Now by "smart," I don't refer to a person who is wily or calculating or nimble in the way of certain talented athletes who we admire but suspect don't really have serious brains in their skulls. I mean, instead, a mind that is thoughtful, curious, with a discernable pattern of associative thinking and insight. Palin asks questions, and probes linkages and logic that bring to mind a quirky law professor I once had. Palin is more than a "quick study"; I'd heard rumors around the campaign of her photographic memory and, frankly, I watched it in action. She sees. She processes. She questions, and only then, she acts. What is often called her "confidence" is actually a rarity in national politics: I saw a woman who knows exactly who she is.
For all those old enough to remember Senator Sam Ervin, the brilliant strict constitutional constructionist and chairman of the Senate Watergate Committee whose patois included "I'm just a country lawyer"...Yup, Palin is that smart.
So no simple task then, this speech on women's rights.
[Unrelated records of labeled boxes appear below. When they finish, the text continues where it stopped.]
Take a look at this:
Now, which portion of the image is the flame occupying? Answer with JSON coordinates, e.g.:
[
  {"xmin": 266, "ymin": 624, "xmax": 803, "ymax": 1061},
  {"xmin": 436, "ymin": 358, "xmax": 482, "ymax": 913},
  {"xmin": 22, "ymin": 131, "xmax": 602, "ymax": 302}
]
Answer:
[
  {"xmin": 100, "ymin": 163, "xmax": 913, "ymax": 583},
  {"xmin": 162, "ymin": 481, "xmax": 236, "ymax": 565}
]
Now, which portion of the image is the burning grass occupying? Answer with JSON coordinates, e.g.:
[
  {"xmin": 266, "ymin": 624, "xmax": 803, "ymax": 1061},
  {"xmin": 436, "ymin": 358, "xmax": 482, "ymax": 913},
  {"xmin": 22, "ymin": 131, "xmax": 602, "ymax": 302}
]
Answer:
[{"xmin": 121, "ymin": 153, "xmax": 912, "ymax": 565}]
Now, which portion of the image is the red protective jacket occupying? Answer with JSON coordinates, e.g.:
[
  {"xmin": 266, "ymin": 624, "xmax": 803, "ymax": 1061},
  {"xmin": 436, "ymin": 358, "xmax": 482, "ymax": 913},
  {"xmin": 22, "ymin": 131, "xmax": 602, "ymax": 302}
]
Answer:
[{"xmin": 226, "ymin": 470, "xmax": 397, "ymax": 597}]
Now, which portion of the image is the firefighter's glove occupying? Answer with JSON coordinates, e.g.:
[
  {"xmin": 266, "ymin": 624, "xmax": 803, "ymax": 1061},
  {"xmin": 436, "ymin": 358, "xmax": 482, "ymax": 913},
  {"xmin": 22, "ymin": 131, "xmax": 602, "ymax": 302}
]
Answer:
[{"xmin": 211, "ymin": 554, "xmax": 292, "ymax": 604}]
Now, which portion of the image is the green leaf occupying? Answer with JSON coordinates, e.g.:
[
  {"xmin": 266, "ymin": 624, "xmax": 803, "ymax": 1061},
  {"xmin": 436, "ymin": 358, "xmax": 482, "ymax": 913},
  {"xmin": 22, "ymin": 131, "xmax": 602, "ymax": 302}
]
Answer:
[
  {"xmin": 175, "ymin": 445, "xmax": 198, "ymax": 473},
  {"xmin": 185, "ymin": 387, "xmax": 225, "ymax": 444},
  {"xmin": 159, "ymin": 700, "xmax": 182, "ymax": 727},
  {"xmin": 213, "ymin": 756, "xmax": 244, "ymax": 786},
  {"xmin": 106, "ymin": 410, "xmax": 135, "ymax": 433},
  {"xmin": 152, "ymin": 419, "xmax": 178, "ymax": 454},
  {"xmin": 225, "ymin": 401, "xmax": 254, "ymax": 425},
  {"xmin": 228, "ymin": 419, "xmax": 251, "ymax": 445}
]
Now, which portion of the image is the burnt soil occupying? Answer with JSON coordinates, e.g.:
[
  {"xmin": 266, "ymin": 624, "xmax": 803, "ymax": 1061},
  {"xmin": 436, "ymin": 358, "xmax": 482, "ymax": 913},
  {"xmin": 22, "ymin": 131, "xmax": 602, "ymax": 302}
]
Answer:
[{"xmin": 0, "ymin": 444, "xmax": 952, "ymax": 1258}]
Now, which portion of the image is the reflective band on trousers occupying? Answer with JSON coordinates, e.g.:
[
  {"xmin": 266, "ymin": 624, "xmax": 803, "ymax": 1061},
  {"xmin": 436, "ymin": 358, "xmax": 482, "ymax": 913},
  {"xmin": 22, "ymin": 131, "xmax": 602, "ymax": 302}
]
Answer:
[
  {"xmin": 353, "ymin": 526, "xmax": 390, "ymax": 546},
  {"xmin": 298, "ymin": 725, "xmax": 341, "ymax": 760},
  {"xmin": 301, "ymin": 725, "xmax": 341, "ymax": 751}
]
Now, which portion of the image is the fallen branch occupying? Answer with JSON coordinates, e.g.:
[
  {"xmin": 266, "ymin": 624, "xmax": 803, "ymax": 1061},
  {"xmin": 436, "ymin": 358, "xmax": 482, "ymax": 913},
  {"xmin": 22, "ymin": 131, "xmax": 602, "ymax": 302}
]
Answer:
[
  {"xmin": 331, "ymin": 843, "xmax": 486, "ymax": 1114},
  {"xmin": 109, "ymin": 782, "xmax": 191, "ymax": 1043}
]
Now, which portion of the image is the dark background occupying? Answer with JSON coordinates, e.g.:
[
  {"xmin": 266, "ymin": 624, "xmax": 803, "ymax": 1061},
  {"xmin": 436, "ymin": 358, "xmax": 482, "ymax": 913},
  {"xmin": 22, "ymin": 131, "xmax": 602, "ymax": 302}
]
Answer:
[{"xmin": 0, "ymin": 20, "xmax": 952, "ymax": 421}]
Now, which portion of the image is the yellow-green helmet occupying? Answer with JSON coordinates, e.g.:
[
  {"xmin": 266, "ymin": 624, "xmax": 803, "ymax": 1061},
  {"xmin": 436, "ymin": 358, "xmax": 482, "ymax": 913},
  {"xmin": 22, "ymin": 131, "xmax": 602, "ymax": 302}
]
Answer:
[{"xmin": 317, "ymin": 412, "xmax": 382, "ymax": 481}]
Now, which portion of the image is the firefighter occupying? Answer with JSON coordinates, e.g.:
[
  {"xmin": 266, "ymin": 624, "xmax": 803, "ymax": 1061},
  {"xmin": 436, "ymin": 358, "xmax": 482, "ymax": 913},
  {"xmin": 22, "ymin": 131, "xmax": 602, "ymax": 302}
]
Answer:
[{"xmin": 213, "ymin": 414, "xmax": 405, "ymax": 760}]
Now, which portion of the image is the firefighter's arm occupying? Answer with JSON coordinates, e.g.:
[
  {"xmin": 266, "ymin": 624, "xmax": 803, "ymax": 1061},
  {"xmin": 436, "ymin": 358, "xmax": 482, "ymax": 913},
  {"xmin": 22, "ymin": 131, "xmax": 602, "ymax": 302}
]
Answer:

For the sin of being a Christian personally opposed to abortion, Palin is being pilloried by the inside-the-Beltway Democrat feminist establishment. (Yes, she is anti-abortion. And yes, instead of buying organic New Zealand lamb at Whole Foods, she joins other Alaskans in hunting for food. That's it. She is not a right-wing nut, and all the rest of the Internet drivel---the book banning at the Library, the rape kits decision---is nonsense. I digress.) Palin's role in this campaign was to energize "the Republican base," which she has inarguably done. She also was expected to reach out to Hillary Clinton "moderates." (Right. Only a woman would get both those jobs in either party.) Look, I am obviously personally pro-choice, and I disagree with McCain and Palin on that and a few other issues. But like many other Democrats, including Lynn Rothschild, I'm tired of the Democratic Party taking women for granted. I also happen to believe Sarah Palin supports women's rights, deeply and passionately.
Elaine Lafferty has nothing to explain to this community. The speech she's referring to by Palin is noted in "The speech Barack wouldn't give" at Third and here in Thursday's "Iraq snapshot." Those who missed Palin's speech, can click here to view it at The Confluence, here to view it at Reclusive Leftist. It was a major speech and one that should have received considerable attention. Along with Palin's speech Friday on special-needs children, it was largely ignored by the press. Today Palin is expected to give a speech on energy and, no doubt, the press will instead running with backbiting whispers of "She's a diva!" or about her clothes or her shoes or her hair. And feminist 'leadership' will continue to fail feminism by refusing to call that nonsense out. Governor Palin is a politician. And when she's turned into something less than that by a press so eager to run with misogyny it hurts all women. Lafferty (who I know) owes no explanations and certainly no apologies but feminists do owe her a thank-you for speaking up and speaking out. Thank you, Elaine Lafferty. Thank you for never assuming that a woman 'has it coming' or that only 'some women' are worthy of defense from sexism. Thank you for grasping that when high-profile women are attacked it is rarely ever just about an individual woman. Thank you for believing that women matter. And thank you for taking that belief and turning it into action. Thank you for demonstrating true leadership.